Shortly after Anuj Sud, 40, was appointed as a liquor board commissioner in 2015, he began asking people how he could benefit from his new position, according to federal investigators.
“How can I start getting paid?” Sud asked someone who represented businesses set to appear before the liquor board in September 2015.
Sud, prosecutors said, branded himself as someone who “can influence the votes.”
Sud voted in 2015 to lower the penalty for a business facing sanctions and to grant a liquor license to another business with the promise of receiving about $1,000 for each move, court documents state.
A year later, Sud solicited an informant who arranged the bribes for further payouts, which Sud referred to as a “wedding gift.”
Sud pleaded guilty in December to violating the Travel Act, going from one state to another to accept kickbacks. Sud, formerly an attorney, was disbarred after he was charged.
“He accepts and respects the sentence of the court,” Sud’s attorney William Brennan said Thursday.
Sud was one of eight people arrested in a wide-ranging federal investigation involving the bribery of public officials in Prince George’s County. Former Maryland state delegates Michael Vaughn and William Campos, both Democrats representing Prince George’s, were also arrested on corruption charges.
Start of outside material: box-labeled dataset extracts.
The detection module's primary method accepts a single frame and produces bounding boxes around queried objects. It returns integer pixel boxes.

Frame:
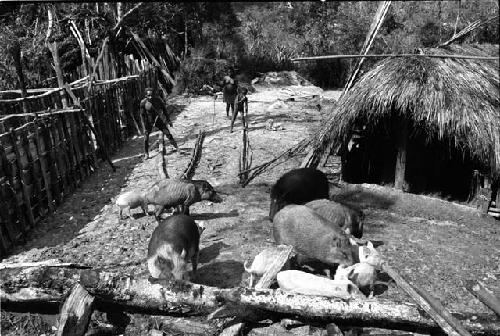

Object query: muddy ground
[2,86,500,335]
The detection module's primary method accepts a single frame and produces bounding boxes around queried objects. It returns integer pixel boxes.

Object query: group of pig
[269,168,382,295]
[116,168,381,291]
[116,179,222,280]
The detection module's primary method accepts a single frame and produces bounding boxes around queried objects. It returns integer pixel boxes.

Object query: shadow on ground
[193,260,245,288]
[191,210,239,220]
[4,137,144,258]
[331,188,396,209]
[198,242,229,264]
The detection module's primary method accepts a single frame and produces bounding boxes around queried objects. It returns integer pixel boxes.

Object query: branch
[0,267,500,335]
[110,2,144,37]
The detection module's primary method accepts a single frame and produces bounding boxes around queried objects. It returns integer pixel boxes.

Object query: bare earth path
[4,86,500,335]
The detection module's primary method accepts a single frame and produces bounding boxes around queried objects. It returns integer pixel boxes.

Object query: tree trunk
[184,14,188,59]
[394,117,408,190]
[11,41,29,113]
[46,7,68,109]
[116,2,123,22]
[0,267,500,335]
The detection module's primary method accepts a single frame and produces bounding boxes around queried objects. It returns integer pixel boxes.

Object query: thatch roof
[313,45,500,176]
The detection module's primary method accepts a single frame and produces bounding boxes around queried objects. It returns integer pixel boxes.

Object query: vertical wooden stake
[10,128,35,231]
[394,117,408,190]
[57,284,94,336]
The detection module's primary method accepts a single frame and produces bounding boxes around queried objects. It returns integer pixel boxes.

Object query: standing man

A jury recently convicted Vaughn in the bribery scheme, finding that he took cash to vote for legislation that would expand Sunday liquor sales in the county. Campos pleaded guilty to taking kickbacks for funneling money designated for charitable giving to business owners, nonprofit organizations and other parties in exchange for personal payments.
Both are scheduled to be sentenced on April 13.